You What. (clenches his fist) Want me to knock your block off?

THIRD DRINKER

Calm down both of you. I believe you. Typical damned Dutch
liberal. Probably doesn't even think there's anything wrong with it.


CUT TO:


INT. THE MONGOL GALLERY - DAY


Peter is examining a painting. It is the one transformed by de Musca. There is some sticky substance on it. He looks around. The only other person in the gallery is TIA a pretty young exhibition assistant.


PETER (looking up but remaining crouched down)

Tia? Would you mind coming over here please?



TIA

Mr Elsingham?

PETER (pointing at the substance)

What do you think that is?

TIA

Don't know.

PETER

So look?


Tia moves closer and touches a fingertip to the substance. She sniffs it and her expression changes from curiosity to fury. She punches Peter in the face and makes his nose bleed before rushing out.


TIA

Pervert! You're old enough to be my dad.


Peter too sniffs the substance and looks shocked. He holds a handkerchief to his nose.


PETER

Fuck.


FADE TO BLACK

FADE UP TO


INT. ALARIC'S SHOP - DAY


Alaric is at the counter talking to a customer.

ALARIC

Of course, Colin Wilson saw everything through his own English
Middle Class perspective. His outsider was very different from that
of Camus. More protagonist than victim of course, but at the same
time, so insufferably bourgeois.

COSTUMER

That's true, but his take on Ouspensky makes much of it worthwhile.


The telephone rings.


ALARIC (answering the phone)

Excuse me... Hello, Hanworth Books, how may I help you?

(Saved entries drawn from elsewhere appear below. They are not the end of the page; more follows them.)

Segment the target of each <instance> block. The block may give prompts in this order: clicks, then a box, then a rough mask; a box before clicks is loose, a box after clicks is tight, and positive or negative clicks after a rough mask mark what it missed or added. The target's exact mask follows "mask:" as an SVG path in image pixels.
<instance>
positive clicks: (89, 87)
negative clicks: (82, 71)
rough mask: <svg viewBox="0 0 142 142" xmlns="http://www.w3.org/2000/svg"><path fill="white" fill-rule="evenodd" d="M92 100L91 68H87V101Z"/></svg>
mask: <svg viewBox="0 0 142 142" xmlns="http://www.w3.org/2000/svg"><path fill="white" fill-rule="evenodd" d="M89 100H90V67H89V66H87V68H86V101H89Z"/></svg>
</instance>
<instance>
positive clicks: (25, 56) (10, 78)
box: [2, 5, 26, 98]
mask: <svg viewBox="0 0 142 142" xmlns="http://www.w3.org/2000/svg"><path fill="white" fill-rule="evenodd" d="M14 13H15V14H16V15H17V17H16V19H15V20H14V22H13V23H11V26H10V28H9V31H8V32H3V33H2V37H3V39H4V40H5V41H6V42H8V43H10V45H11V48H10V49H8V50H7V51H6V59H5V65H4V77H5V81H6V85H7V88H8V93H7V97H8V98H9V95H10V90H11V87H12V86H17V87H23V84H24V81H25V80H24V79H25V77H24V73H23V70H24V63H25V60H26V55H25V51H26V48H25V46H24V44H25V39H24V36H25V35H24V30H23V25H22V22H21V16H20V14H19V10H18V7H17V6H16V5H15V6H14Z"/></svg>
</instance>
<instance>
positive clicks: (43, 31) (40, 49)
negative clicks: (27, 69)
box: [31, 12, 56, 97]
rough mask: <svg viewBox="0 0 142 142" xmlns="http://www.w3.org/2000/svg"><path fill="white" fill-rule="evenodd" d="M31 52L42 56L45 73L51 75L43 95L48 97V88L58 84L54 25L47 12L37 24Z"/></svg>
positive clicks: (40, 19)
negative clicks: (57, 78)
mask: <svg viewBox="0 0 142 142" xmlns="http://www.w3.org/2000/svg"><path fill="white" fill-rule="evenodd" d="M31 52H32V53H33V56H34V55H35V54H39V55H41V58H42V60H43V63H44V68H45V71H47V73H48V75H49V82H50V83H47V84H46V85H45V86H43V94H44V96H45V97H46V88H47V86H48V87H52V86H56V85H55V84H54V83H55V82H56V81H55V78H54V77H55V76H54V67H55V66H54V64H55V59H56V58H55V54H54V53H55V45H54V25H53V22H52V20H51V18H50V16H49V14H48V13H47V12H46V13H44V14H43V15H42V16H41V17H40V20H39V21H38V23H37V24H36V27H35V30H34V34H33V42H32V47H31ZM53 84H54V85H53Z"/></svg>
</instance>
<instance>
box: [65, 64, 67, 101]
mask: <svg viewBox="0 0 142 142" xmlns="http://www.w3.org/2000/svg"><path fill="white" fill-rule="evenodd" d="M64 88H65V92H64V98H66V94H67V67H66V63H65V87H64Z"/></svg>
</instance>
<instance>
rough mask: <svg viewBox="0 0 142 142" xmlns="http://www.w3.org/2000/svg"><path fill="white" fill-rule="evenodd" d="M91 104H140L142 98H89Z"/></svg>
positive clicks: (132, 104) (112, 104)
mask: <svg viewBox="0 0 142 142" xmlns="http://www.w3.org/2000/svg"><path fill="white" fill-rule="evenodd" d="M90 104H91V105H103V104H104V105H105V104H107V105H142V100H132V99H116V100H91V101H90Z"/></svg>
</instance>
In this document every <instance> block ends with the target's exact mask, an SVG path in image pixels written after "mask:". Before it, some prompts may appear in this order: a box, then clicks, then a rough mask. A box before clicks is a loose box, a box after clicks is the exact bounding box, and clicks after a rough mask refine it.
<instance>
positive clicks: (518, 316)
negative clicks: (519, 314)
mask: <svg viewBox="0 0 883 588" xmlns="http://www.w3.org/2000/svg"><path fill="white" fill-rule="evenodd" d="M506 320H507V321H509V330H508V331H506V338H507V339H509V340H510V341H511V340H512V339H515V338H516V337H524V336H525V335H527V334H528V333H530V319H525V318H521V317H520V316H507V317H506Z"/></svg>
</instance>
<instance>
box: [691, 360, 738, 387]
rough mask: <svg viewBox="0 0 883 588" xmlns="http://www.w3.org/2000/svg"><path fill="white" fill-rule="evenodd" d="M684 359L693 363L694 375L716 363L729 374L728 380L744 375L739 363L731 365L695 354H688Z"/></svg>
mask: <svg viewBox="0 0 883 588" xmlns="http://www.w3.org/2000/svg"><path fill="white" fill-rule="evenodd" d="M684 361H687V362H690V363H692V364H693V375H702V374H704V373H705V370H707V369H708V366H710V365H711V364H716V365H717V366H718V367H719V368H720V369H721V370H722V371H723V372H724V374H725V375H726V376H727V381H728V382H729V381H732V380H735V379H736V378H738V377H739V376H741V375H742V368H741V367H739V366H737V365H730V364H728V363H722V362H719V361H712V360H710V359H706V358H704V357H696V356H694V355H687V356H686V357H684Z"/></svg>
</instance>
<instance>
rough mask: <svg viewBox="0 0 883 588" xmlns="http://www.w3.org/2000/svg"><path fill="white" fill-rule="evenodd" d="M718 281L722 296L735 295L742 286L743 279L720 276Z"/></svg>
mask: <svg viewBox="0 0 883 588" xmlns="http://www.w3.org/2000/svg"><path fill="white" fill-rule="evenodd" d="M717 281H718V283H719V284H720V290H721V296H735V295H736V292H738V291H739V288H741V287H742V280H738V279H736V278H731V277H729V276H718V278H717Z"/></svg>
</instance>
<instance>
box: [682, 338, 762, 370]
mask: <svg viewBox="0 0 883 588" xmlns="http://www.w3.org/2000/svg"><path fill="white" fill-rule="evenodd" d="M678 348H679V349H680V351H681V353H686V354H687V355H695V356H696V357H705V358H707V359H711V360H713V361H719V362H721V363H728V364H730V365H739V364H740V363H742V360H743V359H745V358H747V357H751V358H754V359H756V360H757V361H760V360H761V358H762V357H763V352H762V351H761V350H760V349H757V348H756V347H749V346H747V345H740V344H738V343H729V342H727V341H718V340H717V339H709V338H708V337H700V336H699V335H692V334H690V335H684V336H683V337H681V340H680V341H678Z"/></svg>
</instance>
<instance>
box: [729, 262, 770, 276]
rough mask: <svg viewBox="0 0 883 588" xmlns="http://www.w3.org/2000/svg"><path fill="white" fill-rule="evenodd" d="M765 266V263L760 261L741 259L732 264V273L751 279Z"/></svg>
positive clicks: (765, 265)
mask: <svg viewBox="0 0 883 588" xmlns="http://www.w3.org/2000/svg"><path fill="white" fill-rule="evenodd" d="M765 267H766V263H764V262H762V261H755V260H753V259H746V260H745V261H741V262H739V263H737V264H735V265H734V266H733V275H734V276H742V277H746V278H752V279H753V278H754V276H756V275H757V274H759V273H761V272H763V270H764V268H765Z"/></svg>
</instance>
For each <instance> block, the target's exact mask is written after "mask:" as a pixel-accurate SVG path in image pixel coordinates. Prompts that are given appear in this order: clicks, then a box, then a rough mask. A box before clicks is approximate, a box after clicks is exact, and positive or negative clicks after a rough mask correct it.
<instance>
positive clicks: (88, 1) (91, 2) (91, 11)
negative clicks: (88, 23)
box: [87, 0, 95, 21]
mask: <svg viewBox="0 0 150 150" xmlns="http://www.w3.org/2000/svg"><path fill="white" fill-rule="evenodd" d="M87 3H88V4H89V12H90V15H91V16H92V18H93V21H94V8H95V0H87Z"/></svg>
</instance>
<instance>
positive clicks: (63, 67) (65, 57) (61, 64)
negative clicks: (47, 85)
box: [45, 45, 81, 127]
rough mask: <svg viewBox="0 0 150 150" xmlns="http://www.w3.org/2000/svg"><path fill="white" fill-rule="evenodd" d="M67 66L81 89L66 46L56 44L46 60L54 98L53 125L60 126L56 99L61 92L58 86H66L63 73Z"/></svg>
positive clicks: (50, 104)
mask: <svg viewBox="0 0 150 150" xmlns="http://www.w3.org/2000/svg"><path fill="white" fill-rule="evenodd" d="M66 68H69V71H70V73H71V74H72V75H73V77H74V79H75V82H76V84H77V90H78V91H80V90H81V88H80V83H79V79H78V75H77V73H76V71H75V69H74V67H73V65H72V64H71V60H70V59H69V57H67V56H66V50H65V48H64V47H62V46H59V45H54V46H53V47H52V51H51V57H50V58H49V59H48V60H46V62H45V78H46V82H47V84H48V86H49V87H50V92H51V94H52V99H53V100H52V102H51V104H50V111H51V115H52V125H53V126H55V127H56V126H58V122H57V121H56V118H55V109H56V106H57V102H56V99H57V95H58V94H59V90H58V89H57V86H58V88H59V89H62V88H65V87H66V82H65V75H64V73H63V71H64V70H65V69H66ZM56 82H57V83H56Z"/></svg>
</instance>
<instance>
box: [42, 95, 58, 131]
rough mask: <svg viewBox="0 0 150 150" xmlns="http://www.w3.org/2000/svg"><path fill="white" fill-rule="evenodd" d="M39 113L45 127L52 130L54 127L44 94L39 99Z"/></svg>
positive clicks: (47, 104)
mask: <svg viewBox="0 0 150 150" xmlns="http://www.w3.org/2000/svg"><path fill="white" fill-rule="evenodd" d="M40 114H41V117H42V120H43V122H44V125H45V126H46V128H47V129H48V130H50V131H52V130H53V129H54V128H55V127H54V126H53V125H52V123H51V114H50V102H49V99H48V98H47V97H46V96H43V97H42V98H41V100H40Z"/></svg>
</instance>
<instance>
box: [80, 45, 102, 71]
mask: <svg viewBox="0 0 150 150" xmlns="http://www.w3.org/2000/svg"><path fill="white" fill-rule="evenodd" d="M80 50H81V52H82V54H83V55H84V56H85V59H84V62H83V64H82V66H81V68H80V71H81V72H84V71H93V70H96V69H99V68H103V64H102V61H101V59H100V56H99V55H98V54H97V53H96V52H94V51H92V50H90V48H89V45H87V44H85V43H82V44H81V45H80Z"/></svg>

The customer nods and walks over to examine the books on the stacks.


ALARIC

Oh hello. Are you okay?


Peter's voice is indistinct on the phone.


ALARIC

Seriously? Vaginal secretions? [...pauses...] Well I've heard of tears
appearing on artifacts, even milk, both in statues of the Virgin Mary
and with Hindu Gods. Even blood appears on occasion, but no. I've
never heard of that before. Something unholy is going on Peter. I'm
coming round.


Alaric puts down the phone and picks up an E P Dutton first edition of George Gurdjieff's "Beelzebub's Tales to His Grandson". He calls the customer over.


ALARIC

You know what this is?

CUSTOMER

Gurdjieff's first book. 1950 edition I think.


Alaric offers the book to the customer.

ALARIC

It's yours free if you leave this second. I need to lock up.


There is a moment when it seems the customer may demure but he shrugs and takes the book.

CUSTOMER (leaving the shop)

Thanks. I'll definitely be back.


Alaric follows the customer and locks up the shop.